Sur les frais liés à l’instance :
13. Il y a lieu, dans les circonstances de l’espèce, de mettre à la charge de l’Etat la somme de 1 000 euros en application des dispositions de l’article L 761-1 du code de justice administrative.
O R D O N N E :
Article 1er : M. A… est admis, à titre provisoire, à l’aide juridictionnelle.
Article 2 : L’exécution de la décision implicite par laquelle le préfet des Hauts-de-Seine a rejeté la demande de titre de séjour de M. A… est suspendue jusqu’à ce qu’il soit statué au fond sur sa légalité.
Article 3: Il est enjoint au préfet des Hauts-de-Seine de procéder, dans un délai d’un mois à compter de la notification de la présente ordonnance, au réexamen de la demande de titre de séjour de M. A… et de lui délivrer une autorisation provisoire de séjour avec autorisation de travailler pendant la durée de cet examen.
Article 4 : L’Etat versera à Me Rosin la somme de 1 000 euros en application des dispositions combinées de l’article 37 alinéa 2 de la loi du 10 juillet 1991 et de l’article L 761-1 du code de justice administrative, sous réserve qu’il renonce à percevoir la somme correspondant à la part contributive de l’Etat.
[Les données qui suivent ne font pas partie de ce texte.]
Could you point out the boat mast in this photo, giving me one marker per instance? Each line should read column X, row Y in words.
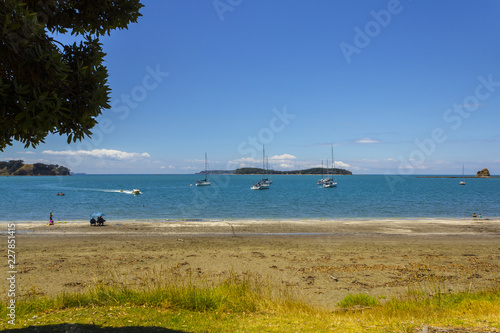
column 206, row 167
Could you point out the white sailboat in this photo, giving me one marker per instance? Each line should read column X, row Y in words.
column 329, row 183
column 204, row 182
column 323, row 179
column 264, row 183
column 462, row 182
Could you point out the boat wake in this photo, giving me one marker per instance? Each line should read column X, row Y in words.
column 119, row 191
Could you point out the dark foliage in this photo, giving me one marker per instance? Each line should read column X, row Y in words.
column 45, row 86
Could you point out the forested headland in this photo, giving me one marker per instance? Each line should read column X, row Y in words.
column 18, row 168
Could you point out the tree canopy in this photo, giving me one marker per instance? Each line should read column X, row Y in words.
column 46, row 86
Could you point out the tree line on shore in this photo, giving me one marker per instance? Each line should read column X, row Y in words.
column 18, row 168
column 260, row 171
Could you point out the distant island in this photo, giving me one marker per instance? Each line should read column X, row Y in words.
column 260, row 171
column 18, row 168
column 485, row 173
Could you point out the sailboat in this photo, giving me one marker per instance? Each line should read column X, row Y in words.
column 264, row 183
column 329, row 183
column 462, row 182
column 323, row 179
column 204, row 182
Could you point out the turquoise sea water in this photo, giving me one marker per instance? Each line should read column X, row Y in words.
column 169, row 197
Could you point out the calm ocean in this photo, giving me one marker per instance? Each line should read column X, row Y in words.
column 169, row 197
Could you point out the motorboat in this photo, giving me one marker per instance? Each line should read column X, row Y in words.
column 260, row 186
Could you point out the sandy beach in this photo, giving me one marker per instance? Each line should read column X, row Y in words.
column 320, row 261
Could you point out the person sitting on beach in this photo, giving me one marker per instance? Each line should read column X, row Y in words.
column 100, row 220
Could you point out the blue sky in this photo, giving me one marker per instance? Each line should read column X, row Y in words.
column 401, row 87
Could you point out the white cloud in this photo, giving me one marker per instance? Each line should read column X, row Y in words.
column 367, row 140
column 282, row 157
column 99, row 153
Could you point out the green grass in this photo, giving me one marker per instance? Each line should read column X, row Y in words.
column 246, row 304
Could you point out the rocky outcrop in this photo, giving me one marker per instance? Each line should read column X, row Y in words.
column 483, row 173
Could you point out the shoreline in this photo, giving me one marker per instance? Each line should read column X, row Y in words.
column 286, row 219
column 320, row 262
column 346, row 227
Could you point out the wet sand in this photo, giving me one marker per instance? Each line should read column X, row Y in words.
column 319, row 261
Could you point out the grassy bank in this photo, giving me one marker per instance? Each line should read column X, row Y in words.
column 247, row 304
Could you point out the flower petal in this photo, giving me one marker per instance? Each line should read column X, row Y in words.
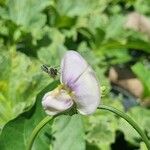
column 72, row 66
column 56, row 101
column 87, row 92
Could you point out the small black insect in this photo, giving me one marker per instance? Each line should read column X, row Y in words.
column 52, row 72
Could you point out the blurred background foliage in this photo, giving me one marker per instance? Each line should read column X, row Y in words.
column 112, row 35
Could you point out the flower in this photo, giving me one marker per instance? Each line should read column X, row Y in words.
column 79, row 87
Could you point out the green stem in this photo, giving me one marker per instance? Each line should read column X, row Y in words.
column 37, row 130
column 130, row 121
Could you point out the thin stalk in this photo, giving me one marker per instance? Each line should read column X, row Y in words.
column 130, row 121
column 37, row 129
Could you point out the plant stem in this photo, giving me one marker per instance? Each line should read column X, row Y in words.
column 37, row 130
column 130, row 121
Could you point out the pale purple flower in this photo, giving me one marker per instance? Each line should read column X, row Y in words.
column 79, row 87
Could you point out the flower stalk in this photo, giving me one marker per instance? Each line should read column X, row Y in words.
column 37, row 129
column 103, row 107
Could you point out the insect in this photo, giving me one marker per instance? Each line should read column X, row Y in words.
column 52, row 72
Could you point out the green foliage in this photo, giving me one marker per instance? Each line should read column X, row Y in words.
column 68, row 133
column 141, row 116
column 143, row 73
column 64, row 136
column 16, row 133
column 36, row 32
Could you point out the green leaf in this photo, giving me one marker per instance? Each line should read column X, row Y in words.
column 143, row 73
column 20, row 80
column 68, row 133
column 27, row 14
column 16, row 133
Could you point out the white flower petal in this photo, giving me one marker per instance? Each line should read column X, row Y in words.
column 56, row 101
column 72, row 66
column 87, row 92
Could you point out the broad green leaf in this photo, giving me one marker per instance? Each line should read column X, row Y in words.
column 16, row 133
column 143, row 73
column 20, row 80
column 68, row 133
column 27, row 14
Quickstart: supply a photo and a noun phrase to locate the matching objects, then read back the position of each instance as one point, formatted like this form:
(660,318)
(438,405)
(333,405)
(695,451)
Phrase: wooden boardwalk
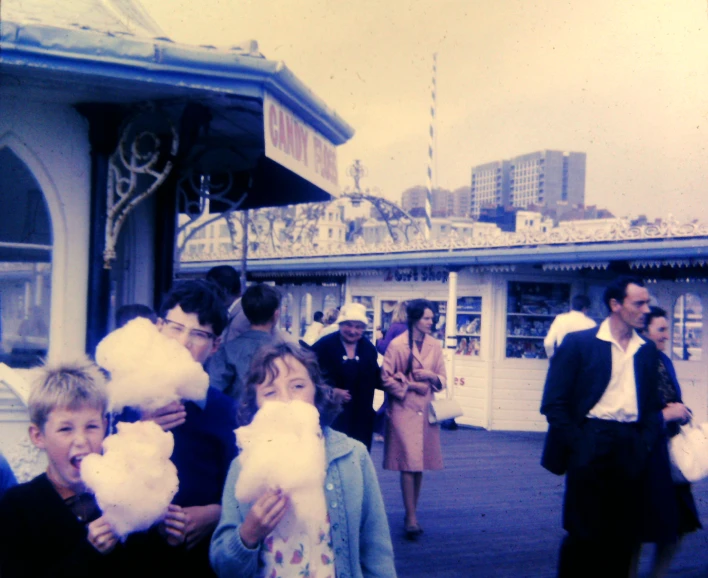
(494,512)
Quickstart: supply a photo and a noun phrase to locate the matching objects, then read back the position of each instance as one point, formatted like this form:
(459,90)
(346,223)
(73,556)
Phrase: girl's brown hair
(263,369)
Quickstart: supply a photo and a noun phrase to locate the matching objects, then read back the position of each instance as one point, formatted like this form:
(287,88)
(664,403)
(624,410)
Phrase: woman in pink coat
(413,369)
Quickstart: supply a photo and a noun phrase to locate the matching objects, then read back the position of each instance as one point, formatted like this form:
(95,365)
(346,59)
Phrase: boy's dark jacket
(41,538)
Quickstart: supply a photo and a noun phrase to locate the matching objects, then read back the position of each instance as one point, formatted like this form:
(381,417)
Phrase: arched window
(687,330)
(25,264)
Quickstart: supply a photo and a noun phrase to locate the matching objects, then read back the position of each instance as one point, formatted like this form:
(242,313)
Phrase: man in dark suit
(349,363)
(606,434)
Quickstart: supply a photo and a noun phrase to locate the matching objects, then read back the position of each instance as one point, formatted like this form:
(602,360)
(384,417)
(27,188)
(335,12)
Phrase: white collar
(635,342)
(233,305)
En cas de non-admission à l’aide juridictionnelle, cette somme sera versée à M. A….
Article 5 : Le surplus des conclusions de la requête est rejeté.
Article 6 : La présente ordonnance sera notifiée à M. B… A… et au ministre de l’intérieur.
Copie en sera adressée au préfet des Hauts-de-Seine.
Fait, à Cergy, le 14 novembre 2025.
La juge des référés,
signé
A. Mettetal-Maxant
La République mande et ordonne au ministre de l’intérieur en ce qui le concerne et à tous commissaires de justice à ce requis en ce qui concerne les voies de droit commun contre les parties privées, de pourvoir à l’exécution de la présente décision.